Dead Island also has its share of "special zombies," which I've never been a fan of. I didn't like them in Left 4 Dead, and I don't like them here, either. Zombies that emit smoke which chokes you. Zombies that are covered with pustules that explode. Zombies in straightjackets. Smokers, Boomers and Tanks. The comparisons are just too easy to make, only in Left 4 Dead, we don't have to get up in their faces with weapons that feel ill-suited to the task. We have guns.

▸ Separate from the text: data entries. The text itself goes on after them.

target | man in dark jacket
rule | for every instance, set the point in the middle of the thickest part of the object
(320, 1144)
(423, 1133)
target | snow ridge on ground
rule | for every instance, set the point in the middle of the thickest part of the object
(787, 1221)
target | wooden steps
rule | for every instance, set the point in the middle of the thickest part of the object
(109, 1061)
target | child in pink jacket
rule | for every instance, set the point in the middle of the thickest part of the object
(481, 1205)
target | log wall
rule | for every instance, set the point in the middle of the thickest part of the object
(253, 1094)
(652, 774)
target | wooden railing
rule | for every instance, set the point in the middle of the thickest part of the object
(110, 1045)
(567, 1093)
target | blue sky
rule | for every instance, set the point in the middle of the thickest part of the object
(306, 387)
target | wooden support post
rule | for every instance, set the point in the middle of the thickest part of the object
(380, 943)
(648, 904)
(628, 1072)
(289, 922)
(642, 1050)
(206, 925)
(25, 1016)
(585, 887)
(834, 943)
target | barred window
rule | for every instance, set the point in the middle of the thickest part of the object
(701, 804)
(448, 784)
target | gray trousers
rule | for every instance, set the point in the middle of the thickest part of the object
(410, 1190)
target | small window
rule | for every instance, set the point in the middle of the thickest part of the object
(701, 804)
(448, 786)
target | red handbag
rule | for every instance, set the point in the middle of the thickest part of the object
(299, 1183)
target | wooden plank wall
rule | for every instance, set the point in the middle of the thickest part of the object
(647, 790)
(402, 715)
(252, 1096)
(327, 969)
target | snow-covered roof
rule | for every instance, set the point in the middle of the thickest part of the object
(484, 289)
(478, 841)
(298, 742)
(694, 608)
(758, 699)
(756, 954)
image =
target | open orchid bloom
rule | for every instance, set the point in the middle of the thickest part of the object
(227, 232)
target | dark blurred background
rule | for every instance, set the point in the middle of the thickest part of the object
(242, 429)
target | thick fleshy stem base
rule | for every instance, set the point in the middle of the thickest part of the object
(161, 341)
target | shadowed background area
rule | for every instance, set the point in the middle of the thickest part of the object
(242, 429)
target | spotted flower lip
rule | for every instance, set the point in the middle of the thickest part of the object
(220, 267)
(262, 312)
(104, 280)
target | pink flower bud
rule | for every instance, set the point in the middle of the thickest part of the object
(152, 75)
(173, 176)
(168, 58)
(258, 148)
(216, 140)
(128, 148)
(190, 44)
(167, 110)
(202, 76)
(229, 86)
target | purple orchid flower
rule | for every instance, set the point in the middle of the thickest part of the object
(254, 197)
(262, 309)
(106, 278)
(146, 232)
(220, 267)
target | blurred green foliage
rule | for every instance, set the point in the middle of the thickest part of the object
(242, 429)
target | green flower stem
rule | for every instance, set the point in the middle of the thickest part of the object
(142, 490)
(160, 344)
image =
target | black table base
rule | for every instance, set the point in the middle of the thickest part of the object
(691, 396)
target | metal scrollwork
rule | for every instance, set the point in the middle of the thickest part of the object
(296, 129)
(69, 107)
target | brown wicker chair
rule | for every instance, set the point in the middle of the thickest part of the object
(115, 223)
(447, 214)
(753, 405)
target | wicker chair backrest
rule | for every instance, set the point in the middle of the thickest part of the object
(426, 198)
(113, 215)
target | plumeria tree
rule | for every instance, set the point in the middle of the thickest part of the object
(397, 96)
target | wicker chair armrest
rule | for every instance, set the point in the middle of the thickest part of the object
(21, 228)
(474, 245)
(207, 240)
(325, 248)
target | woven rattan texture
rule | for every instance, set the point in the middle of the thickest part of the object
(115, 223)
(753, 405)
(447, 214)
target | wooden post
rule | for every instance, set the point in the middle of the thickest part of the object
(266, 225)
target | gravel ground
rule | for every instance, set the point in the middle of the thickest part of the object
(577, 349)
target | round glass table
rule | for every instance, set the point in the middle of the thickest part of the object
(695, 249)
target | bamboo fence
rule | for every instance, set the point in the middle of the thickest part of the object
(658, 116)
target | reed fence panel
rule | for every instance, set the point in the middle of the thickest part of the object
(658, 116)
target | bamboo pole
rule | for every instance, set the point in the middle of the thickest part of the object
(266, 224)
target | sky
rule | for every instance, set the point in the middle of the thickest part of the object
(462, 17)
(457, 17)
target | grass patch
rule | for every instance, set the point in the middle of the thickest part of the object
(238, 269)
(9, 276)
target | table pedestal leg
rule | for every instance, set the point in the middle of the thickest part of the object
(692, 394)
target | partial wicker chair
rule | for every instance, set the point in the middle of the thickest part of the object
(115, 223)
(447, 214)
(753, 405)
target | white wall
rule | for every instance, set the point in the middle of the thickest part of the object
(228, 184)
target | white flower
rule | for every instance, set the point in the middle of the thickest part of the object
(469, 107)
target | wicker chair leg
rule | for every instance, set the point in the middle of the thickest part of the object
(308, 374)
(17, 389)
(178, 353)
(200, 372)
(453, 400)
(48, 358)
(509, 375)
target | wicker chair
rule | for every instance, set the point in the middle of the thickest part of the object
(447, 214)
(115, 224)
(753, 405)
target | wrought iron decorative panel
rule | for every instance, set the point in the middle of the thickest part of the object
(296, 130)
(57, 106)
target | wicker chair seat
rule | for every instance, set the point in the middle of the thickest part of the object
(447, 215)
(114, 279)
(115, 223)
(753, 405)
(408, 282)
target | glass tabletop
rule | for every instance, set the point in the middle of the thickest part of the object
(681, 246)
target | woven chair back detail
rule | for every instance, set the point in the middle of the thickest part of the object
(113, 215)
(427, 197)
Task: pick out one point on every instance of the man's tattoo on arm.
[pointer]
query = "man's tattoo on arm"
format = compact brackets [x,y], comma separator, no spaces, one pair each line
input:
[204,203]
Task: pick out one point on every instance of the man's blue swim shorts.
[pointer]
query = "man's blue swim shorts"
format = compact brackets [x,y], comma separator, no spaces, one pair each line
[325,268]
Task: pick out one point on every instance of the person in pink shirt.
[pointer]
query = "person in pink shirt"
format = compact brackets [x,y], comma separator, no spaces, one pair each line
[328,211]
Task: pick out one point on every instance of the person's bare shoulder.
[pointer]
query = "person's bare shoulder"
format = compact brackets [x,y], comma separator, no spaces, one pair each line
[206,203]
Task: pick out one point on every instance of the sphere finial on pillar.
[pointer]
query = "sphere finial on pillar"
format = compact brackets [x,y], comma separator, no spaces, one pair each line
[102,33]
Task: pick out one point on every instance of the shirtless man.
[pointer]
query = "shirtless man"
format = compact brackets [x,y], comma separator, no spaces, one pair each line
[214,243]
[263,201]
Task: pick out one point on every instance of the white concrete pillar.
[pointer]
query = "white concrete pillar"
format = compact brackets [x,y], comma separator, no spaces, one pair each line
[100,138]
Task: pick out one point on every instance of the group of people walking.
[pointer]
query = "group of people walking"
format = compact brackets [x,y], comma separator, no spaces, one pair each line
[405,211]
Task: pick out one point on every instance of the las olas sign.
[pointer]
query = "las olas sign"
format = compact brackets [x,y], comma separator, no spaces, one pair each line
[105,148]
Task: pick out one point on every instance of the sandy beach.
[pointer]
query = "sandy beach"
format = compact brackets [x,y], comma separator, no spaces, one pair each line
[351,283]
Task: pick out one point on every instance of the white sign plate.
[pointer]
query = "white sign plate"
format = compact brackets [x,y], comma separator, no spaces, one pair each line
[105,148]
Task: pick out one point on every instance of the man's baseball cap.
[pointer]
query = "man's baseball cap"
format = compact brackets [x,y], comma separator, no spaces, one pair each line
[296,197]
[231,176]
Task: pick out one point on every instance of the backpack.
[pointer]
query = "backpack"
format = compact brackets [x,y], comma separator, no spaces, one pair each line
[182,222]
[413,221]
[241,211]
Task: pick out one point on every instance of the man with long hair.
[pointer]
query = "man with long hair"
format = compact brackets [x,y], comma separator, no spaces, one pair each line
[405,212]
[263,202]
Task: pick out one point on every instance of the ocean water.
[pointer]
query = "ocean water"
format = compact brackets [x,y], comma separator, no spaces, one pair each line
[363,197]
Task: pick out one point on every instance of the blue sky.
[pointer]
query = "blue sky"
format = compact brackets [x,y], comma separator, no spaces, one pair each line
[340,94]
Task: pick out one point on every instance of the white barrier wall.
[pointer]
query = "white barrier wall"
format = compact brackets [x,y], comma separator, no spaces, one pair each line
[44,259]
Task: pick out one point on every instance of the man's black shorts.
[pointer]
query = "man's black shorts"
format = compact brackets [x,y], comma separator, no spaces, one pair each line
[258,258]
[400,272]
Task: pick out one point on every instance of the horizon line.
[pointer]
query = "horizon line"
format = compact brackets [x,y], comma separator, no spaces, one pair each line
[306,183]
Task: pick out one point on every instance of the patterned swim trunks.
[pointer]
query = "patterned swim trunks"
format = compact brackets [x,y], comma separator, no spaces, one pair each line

Dead Island Body Image 2.jpg
Dead Island's open world is the game's biggest asset right now

All of these tropes distract from what Dead Island has going for it: the open world of the zombie apocalypse. That is the singular strength of the game I saw demonstrated today. I did not want to be out there in those streets, with decomposing shamblers lurking around too many corners. I can't imagine what it's like to wander Dead Island at night. I'd really like to see, even though the proposition sounds agita-inducing.

Techland could easily ground this game in much more realism and focus on human drama, which is something that zombie games typically don't give us. We don't need "special zombies" when the "regular zombie" models are so well-decomposed. Plain-old walking corpses are scary enough in the first person. All the variety of enemy that Techland is aiming for could be accomplished by using the varied body sizes and weights we see in the bodies of human beings, and without wandering into "special zombie" land.

Take away the complex inventory systems. Keep the workbench weapon manufacturing but get rid of the weapon repairs. If you're going to go melee, commit all the way and never offer firearms to the player, which could create the distracting experience I had today. Pare down anything which screams "trope." There's something very unsettling, and hence satisfying for a zombie game, at the core of Dead Island right now, and too many things threatening to obfuscate it.